By definition, the word ‘panache’ means ‘ornamental plumage on a helmet’ and harks back to the Middle Ages. Seoul-based designer Cha Sunyoung felt it was a fitting moniker for her fine jewellery label, P by Panache, which she launched after graduating from London’s Central Saint Martins in 2008. She felt that the duality between the sturdy, masculine surface of the helmet and the delicate romance of decorative feathers exemplified her aesthetic. ‘My jewellery might be crafted from metal, but it possesses a beautiful softness. I love that combination of contrasting elements,’ she says.

For her autumn/winter 2017 collection, Cha drew inspiration from the curvature of the human body. ‘I found it fascinating to draw lines in the negative spaces of the body, such as the inner ear,’ she reveals. ‘Those lines then naturally became three dimensional and structural,’ she adds. Cha riffs on the theme throughout, offering undulating double and triple hoop earrings, barely-there chokers and exquisite ear cuffs that resemble gilded doodles. Elsewhere, she employs a playful spectrum of coloured gemstones and diamonds to enliven sculptural rings and extended studs that bridge the ear lobe in a dazzling linear formation.
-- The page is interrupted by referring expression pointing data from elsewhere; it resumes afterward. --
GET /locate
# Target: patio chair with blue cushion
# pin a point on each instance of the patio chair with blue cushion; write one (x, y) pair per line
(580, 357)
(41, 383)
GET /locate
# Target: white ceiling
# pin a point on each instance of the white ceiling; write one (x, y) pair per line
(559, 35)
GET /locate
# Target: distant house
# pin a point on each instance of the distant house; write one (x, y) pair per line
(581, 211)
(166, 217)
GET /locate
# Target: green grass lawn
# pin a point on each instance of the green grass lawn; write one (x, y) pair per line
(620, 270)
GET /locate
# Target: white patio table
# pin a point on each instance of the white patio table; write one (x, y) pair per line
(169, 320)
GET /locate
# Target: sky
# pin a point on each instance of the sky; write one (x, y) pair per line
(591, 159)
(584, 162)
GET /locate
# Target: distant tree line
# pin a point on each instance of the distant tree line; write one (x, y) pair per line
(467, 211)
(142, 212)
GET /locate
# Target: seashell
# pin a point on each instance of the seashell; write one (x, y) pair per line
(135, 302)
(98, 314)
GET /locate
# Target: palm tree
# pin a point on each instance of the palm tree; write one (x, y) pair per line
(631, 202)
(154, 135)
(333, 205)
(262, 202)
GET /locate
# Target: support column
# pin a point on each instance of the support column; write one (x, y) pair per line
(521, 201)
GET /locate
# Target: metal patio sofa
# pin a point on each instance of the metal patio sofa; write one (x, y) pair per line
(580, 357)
Her personal highlight, however, is a relatively subtle pair of interlinking silver hoops. ‘The ear is located in between the two circles, but they still communicate with each other,’ she notes. ‘They create a beautiful shadow on the neckline when worn.’ She also considers her sleek ‘Curve Bracelets’, crafted in rose and yellow gold to be a key style. ‘They sit perfectly – ever so slightly raised – on the back of the hand, even when you move,’ she adds. Despite her modern outlook and technical ingenuity, each piece retains a timeless quality, which she deems highly important. ‘Jewellery is an emotional expression, passed down through generations,’ she explains. ‘I’ve realised that we never actually posses it, we just participate in its time – and that’s a wonderful thing.’